Lease to own. Broken down solar systems litter health clinics across Africa. Solar technology can be fairly rugged, but has some known vulnerabilities, particularly battery life.
“There is no money to maintain and there is no clarity on who is responsible for what,” said Kjetil Røine of Norway-based Differ Group.
One solution to this misalignment is to create long-term service contracts that provide steady revenues over a period of time in return for service-level agreements that ensure that the systems continue to operate and generate electricity. Differ Group adds to the portfolio approach provisions for operations and maintenance to ensure that systems continue to generate power for the life of the financing. Røine says Differ ‘take responsibility for the entire value-chain,’ including not only hardware and installation but also five-year service contracts, subcontracted to local providers.
Donor collaborative.
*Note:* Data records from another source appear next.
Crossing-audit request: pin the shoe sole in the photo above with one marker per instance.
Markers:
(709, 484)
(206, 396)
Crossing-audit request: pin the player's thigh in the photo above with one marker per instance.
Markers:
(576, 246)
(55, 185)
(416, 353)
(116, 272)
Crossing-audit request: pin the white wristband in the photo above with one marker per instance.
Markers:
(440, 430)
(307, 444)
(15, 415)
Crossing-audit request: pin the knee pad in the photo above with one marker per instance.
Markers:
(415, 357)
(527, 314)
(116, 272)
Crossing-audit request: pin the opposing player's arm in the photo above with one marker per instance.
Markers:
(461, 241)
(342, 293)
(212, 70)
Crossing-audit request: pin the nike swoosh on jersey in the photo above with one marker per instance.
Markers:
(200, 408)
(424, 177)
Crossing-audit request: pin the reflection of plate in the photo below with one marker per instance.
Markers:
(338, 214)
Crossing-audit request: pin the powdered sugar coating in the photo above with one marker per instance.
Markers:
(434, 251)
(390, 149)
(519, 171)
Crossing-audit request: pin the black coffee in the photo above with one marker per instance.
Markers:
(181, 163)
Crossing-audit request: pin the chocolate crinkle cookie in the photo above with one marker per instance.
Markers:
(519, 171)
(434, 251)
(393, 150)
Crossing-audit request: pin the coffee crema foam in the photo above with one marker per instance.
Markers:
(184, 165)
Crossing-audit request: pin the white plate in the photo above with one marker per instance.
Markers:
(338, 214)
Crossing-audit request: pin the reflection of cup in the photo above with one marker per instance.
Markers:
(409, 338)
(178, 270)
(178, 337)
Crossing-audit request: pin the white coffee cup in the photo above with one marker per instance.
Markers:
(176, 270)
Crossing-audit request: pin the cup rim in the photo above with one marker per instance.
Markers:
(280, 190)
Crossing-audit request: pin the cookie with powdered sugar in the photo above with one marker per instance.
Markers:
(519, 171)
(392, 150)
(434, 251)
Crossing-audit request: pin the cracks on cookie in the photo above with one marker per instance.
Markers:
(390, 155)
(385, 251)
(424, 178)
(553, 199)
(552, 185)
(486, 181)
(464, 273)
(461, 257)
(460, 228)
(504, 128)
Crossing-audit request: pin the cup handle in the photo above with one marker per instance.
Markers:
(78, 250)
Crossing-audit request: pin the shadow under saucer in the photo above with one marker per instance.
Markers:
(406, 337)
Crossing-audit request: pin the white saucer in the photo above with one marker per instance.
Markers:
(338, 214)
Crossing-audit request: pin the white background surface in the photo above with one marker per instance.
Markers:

Under most of the models, the ultimate customers are country-level ministries of health. The U.N. Development Programme, through its Solar for Health initiative has install solar systems in more than 650 health facilities, including 405 in Zimbabwe and 145 in Nepal. Last year, UNDP enlisted KOIS and Differ to research innovative finance solutions to scale its activities in Malawi, Zimbabwe, Liberia, Namibia and Zambia. Among the findings: ministries of health have limited ability to pay for electricity and require coordinated donor support. Working with donor countries, the UNDP is seeking funding from the Green Climate Fund to leverage donor funding to provide guarantees and other mechanisms to backstop the health ministries.
“The business case for health clinic electrification is tough,” says USAID’s David Stonehill. “But with blended capital structures, new technology (PAYGO, remote monitoring), and an emphasis on “energy as a service” as opposed to the old procurement model, we can start to move the needle and make a difference.”